For a few months I've disliked my life. I don't hate life, but I hate the huge amount of problems it constantly throws at me. I've spent almost ALL my time for months watching countless episodes of Charmed or playing video games, since when I play games or watch TV I don't have to think about anything else. My friends are acting weird and some are turning their backs on me, my mom has become completely psychotic lately for no obvious reason and my father agrees. My network and computers keep messing up and I spend hours fixing them after just spending a really hard day at school. I'm having some problems with relationships and they don't even exist yet, and most likely never will. I don't sleep well and have to wait until I'm tired enough to go to sleep to actually be able to. Every day I look forward to going to sleep, right after watching an episode of Charmed. It's always my highlight of the day as sad as that is. My idea of a great time is being home alone and allowing Charmed and Morrowind to consume me. And that's my idea of a great time because thinking about my life is the opposite. I had problems with cutting myself for a few months but I don't anymore. They say if it doesn't kill you it makes you stronger. If I make it through this I'm going to be a hell of a lot stronger. *End of rant* You can call me emo now, whether you bothered to read all of that or not.
life isnt always peachy, as ive slowly realized. can you find an after school activity or get a job or meet new people? meeting new people is hard but in the long run some people can be really nice.
I meet new people online, which is where I spend all my time. I've made very good friends that way, and met one person that I met online in real life because she happened to live just a few miles away. I don't like after school activities, though, because I just want to go home and collapse when the bell that signals the end of the school day rings. The fact that you even bothered to respond to my post makes me feel better. Thank you.
Wow, your life really is hard, tv and games all day, don't know how you do it. Damn, I hope you never have any real problems in your life like hunger, death, lack of shelter, if that is all it takes to break you. My suggestion would be to get off your butt and start doing things in the real world. I have a feeling if you cut off the tv and games, then you wouldn't have so much stored up energy effecting sleep. You will find those relationships getting better as well.
What you don't understand is the reason I do those things all day is to forget about everything else. Doing those things isn't what's hard. I was feeling particularly bad the day I wrote that post, and I needed to get some things out. I know my life could be a lot worse. That's why I specifically stated that I don't hate my life, I'm just annoyed with it.
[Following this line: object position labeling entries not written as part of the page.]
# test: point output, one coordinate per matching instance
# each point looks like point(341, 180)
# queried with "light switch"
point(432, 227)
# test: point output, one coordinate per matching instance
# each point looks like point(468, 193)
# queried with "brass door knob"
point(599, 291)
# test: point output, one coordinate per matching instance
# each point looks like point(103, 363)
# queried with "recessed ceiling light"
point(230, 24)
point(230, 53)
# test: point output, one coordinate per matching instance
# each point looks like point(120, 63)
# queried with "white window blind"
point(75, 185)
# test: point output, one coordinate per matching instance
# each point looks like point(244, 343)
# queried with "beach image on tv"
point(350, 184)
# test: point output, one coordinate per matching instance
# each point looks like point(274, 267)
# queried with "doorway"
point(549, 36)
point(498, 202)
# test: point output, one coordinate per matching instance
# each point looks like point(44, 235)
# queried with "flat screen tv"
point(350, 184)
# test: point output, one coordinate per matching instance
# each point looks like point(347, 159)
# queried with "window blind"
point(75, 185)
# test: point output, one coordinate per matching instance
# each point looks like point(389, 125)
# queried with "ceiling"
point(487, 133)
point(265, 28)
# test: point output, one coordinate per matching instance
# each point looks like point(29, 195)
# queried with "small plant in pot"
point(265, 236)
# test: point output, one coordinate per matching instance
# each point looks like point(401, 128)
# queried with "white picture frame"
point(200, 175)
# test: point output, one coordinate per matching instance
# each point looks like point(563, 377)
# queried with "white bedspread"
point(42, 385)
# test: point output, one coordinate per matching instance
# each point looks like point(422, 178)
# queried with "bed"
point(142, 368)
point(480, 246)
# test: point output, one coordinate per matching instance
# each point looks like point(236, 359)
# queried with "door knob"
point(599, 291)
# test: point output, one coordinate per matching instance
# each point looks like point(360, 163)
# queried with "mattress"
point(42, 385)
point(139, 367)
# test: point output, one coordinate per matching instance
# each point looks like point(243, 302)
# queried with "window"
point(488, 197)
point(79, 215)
Even if it could be worse, that doesn't necessarily mean I enjoy it.
well your problem basically sounds like you're bored. so find out whats up with your friends or practise your social skills and make some more chums. by the way you're lucky you have so much free time, at least you don't have shit loads of work to do! your teenage years are cool, you start to get more freedom and you get free food, accommodation, allowance, internet access, all from your parents. your mum might seem bitchy, but everyone has their ups and downs. it's not like she's attacking you/ abusing you. think of all she's giving you. ^ when you're older you'll probably miss your teenage years. don't waste them playing games all the time or bitching about how bored you are. DO SOMETHING!
Sounds like depression to me. I have the same thing. Life is always throwing crap at me and I get so sick of dodging it that I just try to hide from it by immersing myself in other things, like games and TV. But I'm realizing that the only way to truly get rid of your problems isn't to hide from them, it's to confront them. It's to prosper in spite of them. Not everything will always be great, and when it isn't, you need to just say "Fuck all" and just do what makes you happy and what makes you feel good. Try to meet people online that are close to where you live. And keep the ones that are far away still because they can be very very good friends. You need to get out more and do things that you think are fun. Do things that will make you smile.
Pick up a hobby that will help you in a fulfilling career later on. If you like games, maybe dabble in software development and make your own. Self confidence comes from mastery; mastery comes from dedication.
The point is you have no real worries or you wouldn't have the time to play games. Nothing against you but everyone whines about nothing now a days. When you have no food in your belly then start whining. You have no real problems at the moment so get over feeling sorry for yourself and go do something. Wait till no one is taking care of you and others depend on you for food and shelter but all your kid wants to do is play games and watch tv.
I know how you feel. Lately life's just kinda...sucked for me too. But that's life. And it's our job to make it better. Which is what i'm working on at the moment.